Rodney Thomas

No. 21, 24, 45
- Position: Defensive back

Personal information
- Born: December 21, 1965 (age 60) Los Angeles, California, U.S.
- Listed height: 5 ft 10 in (1.78 m)
- Listed weight: 190 lb (86 kg)

Career information
- High school: Chaffey (Ontario, California)
- College: BYU
- NFL draft: 1988: 5th round, 126th overall pick

Career history
- Miami Dolphins (1988–1990); Los Angeles Rams (1991); San Francisco 49ers (1992)*;
- * Offseason or practice squad member only

Awards and highlights
- First team all-WAC (1986);

Career NFL statistics
- Games played: 46
- Interceptions: 3
- Fumbles recovered: 3
- Stats at Pro Football Reference

= Rodney Thomas (defensive back) =

American football player (born 1965)

Rodney Lamar Thomas (born December 21, 1965) is an American former professional football player who was a defensive back for 46 games in the National Football League from 1988 to 1991. Thomas spent three seasons with the Miami Dolphins and one with the Los Angeles Rams. He played college football for the BYU Cougars.

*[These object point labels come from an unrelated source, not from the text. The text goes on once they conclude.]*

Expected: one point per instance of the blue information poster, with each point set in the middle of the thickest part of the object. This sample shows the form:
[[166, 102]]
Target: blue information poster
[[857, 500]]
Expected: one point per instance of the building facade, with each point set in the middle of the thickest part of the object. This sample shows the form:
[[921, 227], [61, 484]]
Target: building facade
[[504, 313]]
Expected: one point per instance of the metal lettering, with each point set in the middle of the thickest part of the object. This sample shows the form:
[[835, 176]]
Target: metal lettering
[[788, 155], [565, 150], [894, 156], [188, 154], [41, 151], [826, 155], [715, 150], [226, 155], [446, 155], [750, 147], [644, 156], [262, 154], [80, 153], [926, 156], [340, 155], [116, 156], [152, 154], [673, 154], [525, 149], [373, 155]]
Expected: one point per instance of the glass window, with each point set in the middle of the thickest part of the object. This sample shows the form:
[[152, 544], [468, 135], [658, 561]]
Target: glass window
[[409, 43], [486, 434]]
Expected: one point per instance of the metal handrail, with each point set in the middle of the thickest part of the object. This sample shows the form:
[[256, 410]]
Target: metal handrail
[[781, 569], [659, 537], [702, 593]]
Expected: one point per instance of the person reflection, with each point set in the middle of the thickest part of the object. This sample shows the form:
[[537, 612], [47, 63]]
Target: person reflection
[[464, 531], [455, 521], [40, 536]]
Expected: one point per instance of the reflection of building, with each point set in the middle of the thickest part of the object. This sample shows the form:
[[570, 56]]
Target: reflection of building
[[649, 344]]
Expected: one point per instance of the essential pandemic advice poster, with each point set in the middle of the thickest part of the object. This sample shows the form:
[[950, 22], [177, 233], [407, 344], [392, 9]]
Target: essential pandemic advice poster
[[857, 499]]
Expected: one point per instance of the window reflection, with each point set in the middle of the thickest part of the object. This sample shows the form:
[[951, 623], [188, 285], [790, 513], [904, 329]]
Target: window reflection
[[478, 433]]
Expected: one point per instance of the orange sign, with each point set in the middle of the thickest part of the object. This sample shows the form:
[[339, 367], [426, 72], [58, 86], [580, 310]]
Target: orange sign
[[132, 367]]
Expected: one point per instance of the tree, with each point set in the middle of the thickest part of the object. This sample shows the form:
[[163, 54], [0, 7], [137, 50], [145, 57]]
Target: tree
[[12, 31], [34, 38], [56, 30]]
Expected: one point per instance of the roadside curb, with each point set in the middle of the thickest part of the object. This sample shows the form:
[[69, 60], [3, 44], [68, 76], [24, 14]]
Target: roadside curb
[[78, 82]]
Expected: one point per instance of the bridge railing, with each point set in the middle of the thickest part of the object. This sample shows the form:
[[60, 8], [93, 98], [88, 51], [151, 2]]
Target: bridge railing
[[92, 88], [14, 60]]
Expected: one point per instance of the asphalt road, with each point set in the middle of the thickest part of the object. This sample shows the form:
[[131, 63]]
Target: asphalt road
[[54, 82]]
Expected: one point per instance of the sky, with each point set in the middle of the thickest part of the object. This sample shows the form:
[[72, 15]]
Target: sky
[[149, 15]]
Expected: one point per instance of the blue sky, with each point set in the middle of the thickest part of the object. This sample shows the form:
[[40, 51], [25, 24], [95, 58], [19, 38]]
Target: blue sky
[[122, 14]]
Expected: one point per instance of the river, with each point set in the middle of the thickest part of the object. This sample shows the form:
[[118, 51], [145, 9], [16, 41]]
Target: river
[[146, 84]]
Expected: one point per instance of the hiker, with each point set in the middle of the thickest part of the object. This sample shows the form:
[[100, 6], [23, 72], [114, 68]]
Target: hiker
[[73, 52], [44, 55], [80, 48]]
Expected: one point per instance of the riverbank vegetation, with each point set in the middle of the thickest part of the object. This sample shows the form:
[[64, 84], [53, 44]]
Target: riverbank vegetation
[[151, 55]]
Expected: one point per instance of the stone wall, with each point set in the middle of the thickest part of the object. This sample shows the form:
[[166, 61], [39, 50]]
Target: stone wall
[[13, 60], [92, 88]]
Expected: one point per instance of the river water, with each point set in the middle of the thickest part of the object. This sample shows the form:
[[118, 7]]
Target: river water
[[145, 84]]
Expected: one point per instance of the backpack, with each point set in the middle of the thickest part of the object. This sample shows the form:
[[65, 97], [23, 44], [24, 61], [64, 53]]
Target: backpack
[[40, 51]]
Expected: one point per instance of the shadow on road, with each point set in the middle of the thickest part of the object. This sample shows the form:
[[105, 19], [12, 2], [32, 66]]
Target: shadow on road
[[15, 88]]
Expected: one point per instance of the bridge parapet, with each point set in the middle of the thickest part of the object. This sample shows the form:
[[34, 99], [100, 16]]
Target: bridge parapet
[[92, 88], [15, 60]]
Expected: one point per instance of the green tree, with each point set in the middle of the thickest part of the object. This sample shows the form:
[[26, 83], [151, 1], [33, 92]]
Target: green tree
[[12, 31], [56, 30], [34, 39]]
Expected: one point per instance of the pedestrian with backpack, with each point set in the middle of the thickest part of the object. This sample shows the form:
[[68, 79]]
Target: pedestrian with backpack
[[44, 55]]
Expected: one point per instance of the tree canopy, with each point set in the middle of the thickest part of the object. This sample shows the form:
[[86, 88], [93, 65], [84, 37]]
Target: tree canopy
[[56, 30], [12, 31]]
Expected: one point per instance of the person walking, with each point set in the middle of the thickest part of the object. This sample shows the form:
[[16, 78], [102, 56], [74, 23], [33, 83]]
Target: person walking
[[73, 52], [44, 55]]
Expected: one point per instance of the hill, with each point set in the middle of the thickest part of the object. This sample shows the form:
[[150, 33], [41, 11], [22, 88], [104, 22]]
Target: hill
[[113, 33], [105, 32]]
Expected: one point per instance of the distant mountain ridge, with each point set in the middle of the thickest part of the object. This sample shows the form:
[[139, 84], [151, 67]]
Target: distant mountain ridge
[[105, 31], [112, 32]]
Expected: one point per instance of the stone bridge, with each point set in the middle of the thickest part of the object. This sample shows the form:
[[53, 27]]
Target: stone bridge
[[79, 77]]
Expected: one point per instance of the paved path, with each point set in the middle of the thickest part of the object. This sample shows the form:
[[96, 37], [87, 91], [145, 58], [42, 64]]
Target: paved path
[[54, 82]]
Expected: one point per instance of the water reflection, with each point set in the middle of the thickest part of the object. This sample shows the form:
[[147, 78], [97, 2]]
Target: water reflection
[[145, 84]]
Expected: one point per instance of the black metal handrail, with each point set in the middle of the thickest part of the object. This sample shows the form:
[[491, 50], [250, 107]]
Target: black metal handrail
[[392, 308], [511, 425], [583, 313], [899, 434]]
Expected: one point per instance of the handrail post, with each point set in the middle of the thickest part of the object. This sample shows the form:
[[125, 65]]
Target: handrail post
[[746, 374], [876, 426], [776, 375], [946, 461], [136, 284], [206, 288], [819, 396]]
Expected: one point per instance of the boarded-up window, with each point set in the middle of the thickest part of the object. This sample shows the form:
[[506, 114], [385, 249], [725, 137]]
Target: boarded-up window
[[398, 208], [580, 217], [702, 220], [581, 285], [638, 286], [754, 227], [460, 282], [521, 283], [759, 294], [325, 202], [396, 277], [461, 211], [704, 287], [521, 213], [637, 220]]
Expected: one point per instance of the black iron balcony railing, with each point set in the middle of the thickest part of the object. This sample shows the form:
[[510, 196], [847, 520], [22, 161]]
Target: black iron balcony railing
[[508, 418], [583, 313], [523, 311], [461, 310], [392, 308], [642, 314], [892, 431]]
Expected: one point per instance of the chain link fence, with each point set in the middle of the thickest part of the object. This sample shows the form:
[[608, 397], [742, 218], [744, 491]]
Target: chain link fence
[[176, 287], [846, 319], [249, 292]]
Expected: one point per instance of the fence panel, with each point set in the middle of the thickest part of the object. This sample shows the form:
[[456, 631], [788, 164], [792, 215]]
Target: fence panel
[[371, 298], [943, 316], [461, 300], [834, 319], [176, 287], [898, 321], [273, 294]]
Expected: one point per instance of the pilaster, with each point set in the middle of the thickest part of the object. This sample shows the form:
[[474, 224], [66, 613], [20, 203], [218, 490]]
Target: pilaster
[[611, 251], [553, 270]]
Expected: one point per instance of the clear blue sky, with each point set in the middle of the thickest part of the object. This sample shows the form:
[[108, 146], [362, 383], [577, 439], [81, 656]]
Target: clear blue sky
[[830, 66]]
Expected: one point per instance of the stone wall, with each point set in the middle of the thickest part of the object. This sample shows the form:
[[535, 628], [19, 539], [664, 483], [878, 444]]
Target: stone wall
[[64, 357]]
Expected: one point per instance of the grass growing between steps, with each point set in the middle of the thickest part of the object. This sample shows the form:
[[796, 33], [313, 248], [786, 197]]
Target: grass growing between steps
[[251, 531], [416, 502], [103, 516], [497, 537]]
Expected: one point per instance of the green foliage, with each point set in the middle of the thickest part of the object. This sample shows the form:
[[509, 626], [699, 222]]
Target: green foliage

==Early life and college==
Thomas was born in Los Angeles and played high school football at Chaffey High School in Ontario, California. He attended college at Brigham Young University, where he started for the football team as a sophomore; he was the only sophomore starter on the 1985 team. Thomas was named to the all-Western Athletic Conference first team in his junior year. In his senior season, Thomas injured his ankle in a game against TCU, causing him to miss multiple games. He returned an interception for a touchdown in the final regular-season game against rival Utah. Thomas was named to the all-WAC second team following the 1987 season.

==Professional career==
Thomas was selected by the Miami Dolphins in the fifth round of the 1988 NFL draft. He struggled in his first year in the NFL; he played in twelve games and started in one, but he was replaced in his sole start after a poor performance. In the 1989 season, the Dolphins used Thomas as a dimeback alongside Don McNeal. Thomas became a free agent after the 1990 season and signed with the Los Angeles Rams, where he played in three games.